According to Williams, the AHCA as it currently stands would:
- Eliminate the PPACA’s individual and employer mandates, along with the controversial shared responsibility payment (SRP).
- Allow insurers to attach a 30% surcharge onto premiums for consumers who did not have continuous coverage during the previous year.
- Replace income-based subsidies with age-based tax credits.
- Terminate Medicaid expansion at the beginning of 2020, and disperse Medicaid funds to states on a per-capita basis.
- Establish a $108 billion risk pool to help states deal with sicker patients and those with pre-existing conditions.
- Keep the PPACA’s “minimum essential health benefits” clause while allowing states to apply for a waiver of these benefits.
- Allow children to remain on their parents’ plans until the age of 26, as in the PPACA.
- Double annual contributions to the health savings account.
- Eliminate the net investment income tax and Medicare surtax.
Williams lists three ways that the AHCA could be a major improvement over the PPACA.
1. The AHCA could be more successful in getting young adults to enroll.
The AHCA should be more attractive than the PPACA to young adults for two reasons, according to Williams. First, dropping income-based credits for tax-based credits should give the average 20- and 30-year-old a larger annual subsidy, he says. That should be enticing for younger adults looking to obtain coverage, especially with no annual SRP.

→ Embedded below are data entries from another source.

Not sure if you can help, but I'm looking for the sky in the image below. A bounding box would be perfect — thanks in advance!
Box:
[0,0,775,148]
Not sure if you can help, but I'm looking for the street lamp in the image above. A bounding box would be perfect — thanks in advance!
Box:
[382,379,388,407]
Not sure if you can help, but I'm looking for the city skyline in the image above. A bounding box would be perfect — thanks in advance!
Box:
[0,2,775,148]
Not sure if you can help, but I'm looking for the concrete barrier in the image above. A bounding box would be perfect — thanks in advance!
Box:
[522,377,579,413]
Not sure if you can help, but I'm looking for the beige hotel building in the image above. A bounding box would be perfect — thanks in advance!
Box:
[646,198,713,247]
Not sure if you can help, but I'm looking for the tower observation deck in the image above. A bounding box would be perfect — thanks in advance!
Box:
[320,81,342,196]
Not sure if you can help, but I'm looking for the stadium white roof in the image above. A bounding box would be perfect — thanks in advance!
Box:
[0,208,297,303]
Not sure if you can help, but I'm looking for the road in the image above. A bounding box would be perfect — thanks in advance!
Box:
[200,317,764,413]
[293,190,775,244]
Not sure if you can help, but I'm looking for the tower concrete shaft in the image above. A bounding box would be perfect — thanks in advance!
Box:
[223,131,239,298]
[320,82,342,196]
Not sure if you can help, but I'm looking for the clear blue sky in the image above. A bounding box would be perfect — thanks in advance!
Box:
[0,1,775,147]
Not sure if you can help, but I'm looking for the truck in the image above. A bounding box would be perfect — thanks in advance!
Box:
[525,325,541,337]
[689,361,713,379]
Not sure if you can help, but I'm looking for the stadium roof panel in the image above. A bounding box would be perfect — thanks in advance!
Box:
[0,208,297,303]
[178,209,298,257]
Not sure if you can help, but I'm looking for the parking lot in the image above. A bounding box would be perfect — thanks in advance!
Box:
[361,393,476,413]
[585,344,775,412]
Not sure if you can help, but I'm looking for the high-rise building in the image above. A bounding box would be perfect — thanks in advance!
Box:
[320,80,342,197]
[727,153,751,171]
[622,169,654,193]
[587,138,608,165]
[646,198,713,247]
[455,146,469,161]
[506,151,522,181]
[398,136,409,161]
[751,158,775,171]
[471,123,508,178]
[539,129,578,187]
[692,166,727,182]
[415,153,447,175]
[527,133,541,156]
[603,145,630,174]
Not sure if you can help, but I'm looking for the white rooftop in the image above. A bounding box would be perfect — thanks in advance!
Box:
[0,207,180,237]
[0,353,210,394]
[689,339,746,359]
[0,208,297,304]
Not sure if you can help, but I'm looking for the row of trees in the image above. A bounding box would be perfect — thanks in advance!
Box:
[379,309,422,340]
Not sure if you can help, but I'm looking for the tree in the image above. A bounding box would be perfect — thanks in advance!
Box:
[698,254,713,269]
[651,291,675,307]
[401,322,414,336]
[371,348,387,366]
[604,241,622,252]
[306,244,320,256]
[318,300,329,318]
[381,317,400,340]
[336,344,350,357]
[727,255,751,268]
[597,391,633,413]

The second factor is that insurers may have more flexibility with how they package their plans. In other words, there could be a greater emphasis on shifting out-of-pocket deductibles to consumers, which may result in lower premiums. For consumers who don’t see a doctor very often (i.e., young adults), that means lower monthly premium costs.
2. The AHCA could be more successful in lowering premiums over the long-term.
Williams also offers two reasons why the AHCA may succeed in keeping premium inflation under control when the PPACA exchanges failed to do so. First, as mentioned above, the AHCA should be able to attract young adults better than the PPACA did. This would provide a better offset for sicker patients, meaning less pressure on insurers to increase premiums.
Second, state waivers may reduce the minimum essential requirements for health plans on a state-by-state basis. Fewer essential benefits being required on each AHCA plan would be expected to lower the overall base premium price for a plan, according to Williams.
3. The AHCA could provide enough insurer flexibility to be sustainable over the long run.
If approved by the Senate, the AHCA appears set to provide insurers with much more flexibility compared with the PPACA––and while this flexibility has been a major source of consternation among opponents of the bill in both parties, it could also make the AHCA more sustainable for the insurance industry over the long run, Williams say.
For example, if states implement the waiver that allows them to set up their own “essential health benefits,” insurers would potentially be free to devise plans that have fewer essential benefits and possibly narrower networks. These are cost-lowering mechanisms for insurers because companies can avoid costlier health care providers or more-cumbersome plans. Insurers may have more leeway to pass along costs via deductibles.
Williams concludes by noting that the AHCA “is far from perfect, but it has the ability in some respects to be better than Obamacare.”